A previous study that compared patients who underwent isolated AVR and patients who underwent AVR with concomitant CABG showed that the former group had an excellent long-term prognosis, with significant improvement in LV diastolic and systolic function after AVR.(25) This is consistent with the results of the present study; we observed significant improvements in E’, A’ and S’ among the patients who underwent isolated AVR. Among the patients who underwent concomitant AVR with CABG, the only significant improvement was in S’. The baseline TDI parameters of the patients who underwent concomitant AVR with CABG were also lower than those of the patients who underwent isolated AVR. The former group of patients may have more comorbidities, and worsened LV systolic and diastolic functions in the presence of CAD, which confounded the outcomes.(26,27) An alternative explanation would be that more time is needed for recovery of myocardial function in this group of patients. It is possible that since the S’ of this patient group has a significantly lower baseline level (p < 0.01) (as compared to those who underwent isolated AVR), it may have been the first parameter to improve after AVR. However, we did not conduct longitudinal follow-up on the patients and were not able to investigate this.

The present study was not without limitations. The sample size of the study was small. Secondly, the durations between the preoperative and postoperative echocardiographic examinations varied due to the retrospective nature of the study. Nonetheless, there was no significant difference between the patients who underwent isolated AVR and those who underwent AVR with concomitant CABG (Table II). Patients with atrial fibrillation, pacing devices and concomitant significant mitral regurgitation were excluded.
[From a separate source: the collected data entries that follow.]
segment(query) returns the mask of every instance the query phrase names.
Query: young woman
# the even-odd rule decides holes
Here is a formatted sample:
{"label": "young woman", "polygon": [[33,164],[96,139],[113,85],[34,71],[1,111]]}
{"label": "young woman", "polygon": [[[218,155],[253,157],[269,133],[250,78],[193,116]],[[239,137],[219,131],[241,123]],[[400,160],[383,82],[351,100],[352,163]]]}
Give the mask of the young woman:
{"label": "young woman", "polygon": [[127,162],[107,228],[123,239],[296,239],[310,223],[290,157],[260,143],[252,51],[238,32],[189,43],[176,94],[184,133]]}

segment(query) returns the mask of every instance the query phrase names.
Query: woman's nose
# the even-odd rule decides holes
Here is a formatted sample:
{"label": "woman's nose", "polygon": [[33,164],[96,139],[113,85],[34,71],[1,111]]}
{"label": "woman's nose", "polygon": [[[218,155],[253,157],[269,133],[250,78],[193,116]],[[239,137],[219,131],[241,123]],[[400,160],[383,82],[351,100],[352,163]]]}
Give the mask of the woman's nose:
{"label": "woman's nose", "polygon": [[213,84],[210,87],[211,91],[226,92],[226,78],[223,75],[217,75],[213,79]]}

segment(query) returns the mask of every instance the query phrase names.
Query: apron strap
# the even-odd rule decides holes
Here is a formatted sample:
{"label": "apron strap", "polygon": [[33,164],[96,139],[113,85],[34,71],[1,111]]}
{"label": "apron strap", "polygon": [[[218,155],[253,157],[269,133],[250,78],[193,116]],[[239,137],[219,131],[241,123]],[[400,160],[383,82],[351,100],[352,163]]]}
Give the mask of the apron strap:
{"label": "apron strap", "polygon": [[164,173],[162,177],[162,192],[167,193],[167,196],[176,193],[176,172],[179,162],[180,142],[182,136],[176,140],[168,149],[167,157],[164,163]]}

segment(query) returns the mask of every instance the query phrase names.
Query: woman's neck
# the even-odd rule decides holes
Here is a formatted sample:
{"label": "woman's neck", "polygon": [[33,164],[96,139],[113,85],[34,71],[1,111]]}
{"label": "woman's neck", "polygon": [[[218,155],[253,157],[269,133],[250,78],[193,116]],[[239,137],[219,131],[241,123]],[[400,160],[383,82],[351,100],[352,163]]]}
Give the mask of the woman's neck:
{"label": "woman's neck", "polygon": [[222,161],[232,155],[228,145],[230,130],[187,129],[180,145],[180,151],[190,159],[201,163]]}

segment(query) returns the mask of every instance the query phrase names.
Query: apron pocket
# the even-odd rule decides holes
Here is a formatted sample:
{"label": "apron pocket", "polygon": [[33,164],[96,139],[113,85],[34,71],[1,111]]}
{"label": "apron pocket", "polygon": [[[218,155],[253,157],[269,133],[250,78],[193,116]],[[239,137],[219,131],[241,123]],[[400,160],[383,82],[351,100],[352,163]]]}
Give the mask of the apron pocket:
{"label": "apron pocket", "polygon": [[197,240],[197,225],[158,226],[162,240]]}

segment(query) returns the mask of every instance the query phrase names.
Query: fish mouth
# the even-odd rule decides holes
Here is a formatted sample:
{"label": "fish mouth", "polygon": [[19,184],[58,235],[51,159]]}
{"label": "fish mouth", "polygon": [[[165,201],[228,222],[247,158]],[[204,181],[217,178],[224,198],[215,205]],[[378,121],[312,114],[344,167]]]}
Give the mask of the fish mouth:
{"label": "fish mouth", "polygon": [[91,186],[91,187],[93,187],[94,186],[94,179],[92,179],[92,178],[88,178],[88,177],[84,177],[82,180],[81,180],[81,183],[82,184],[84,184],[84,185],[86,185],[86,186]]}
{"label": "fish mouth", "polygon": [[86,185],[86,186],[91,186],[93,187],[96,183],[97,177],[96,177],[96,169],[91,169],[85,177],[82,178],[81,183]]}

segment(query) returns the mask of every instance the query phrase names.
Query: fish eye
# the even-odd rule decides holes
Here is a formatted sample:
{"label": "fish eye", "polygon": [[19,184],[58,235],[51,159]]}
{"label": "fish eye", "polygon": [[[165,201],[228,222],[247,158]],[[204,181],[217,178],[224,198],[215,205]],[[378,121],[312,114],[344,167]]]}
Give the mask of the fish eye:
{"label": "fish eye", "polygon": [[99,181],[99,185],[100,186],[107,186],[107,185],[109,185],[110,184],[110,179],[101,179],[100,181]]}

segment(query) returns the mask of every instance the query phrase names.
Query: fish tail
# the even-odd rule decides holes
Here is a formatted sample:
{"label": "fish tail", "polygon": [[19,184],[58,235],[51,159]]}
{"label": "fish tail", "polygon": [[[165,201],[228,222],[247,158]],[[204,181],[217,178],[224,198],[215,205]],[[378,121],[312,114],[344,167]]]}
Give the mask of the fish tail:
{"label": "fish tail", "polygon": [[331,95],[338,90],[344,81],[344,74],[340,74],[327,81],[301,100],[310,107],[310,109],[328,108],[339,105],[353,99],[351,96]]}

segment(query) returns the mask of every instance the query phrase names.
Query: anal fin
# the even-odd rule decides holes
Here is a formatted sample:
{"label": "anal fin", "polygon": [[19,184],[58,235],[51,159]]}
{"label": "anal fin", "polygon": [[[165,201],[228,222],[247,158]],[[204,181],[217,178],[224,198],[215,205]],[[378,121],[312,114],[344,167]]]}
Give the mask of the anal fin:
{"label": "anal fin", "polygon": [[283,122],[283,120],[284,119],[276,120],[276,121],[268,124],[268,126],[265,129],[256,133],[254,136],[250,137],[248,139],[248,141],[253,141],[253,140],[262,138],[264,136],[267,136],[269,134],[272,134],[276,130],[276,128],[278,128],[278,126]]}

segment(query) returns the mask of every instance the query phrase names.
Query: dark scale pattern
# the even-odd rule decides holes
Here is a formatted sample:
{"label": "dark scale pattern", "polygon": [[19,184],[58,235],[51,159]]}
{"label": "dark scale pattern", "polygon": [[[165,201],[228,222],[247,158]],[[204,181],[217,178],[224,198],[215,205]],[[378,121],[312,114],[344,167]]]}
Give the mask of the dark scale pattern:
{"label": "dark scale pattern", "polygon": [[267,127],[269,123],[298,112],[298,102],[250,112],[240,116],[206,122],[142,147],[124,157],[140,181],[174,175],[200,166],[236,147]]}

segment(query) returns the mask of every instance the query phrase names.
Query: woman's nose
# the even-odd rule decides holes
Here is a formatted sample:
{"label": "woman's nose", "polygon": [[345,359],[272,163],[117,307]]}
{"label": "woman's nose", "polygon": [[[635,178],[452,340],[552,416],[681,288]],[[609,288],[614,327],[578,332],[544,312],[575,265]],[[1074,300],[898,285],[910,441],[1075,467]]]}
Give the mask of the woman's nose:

This is because transmitral A and mitral annular A’ are not available for analysis in patients with atrial fibrillation, TDI diastolic parameters may be affected by cardiac pacing, and patients with significant mitral regurgitation have increased transmitral E. TDI velocities may be reduced in patients with significant mitral annular calcification – a trait frequently associated with degenerative AS.(28) It is known that abnormal septal motion may occur after cardiac surgery and may affect mitral annular diastolic velocities.[24] However, all of the patients who were included in the study would have been similarly affected as they all underwent surgery. Another limitation is that pulse wave TDI of the mitral annulus may be affected by tethering and all the echocardiographic parameters measured may be sensitive to load.(29) However, we ascertained that the echocardiographic examinations carried out in the present study, including TDI, occurred when the patients were haemodynamically stable and did not have tachycardia. Changes in TDI parameters could have been confounded by changes in LV preload and afterload, due to the cessation of medications (e.g. diuretics, vasodilators and nitrates) after AVR. However, TDI parameters are less affected by changes in loading conditions than conventional Doppler parameters. Lastly, newer myocardial deformation indices (e.g. global longitudinal strain by speckle tracking echocardiography) were not measured. These parameters are dependent on optimal LV endocardial border delineation and require detailed post-processing of images. On the other hand, TDI is easily performed and available in most echocardiographic laboratories.

To conclude, TDI is able to detect improvements in LV systolic and diastolic functions in patients with severe AS after AVR. There was less improvement in the TDI-derived diastolic parameters among patients who underwent concomitant AVR with CABG than among those who underwent isolated AVR.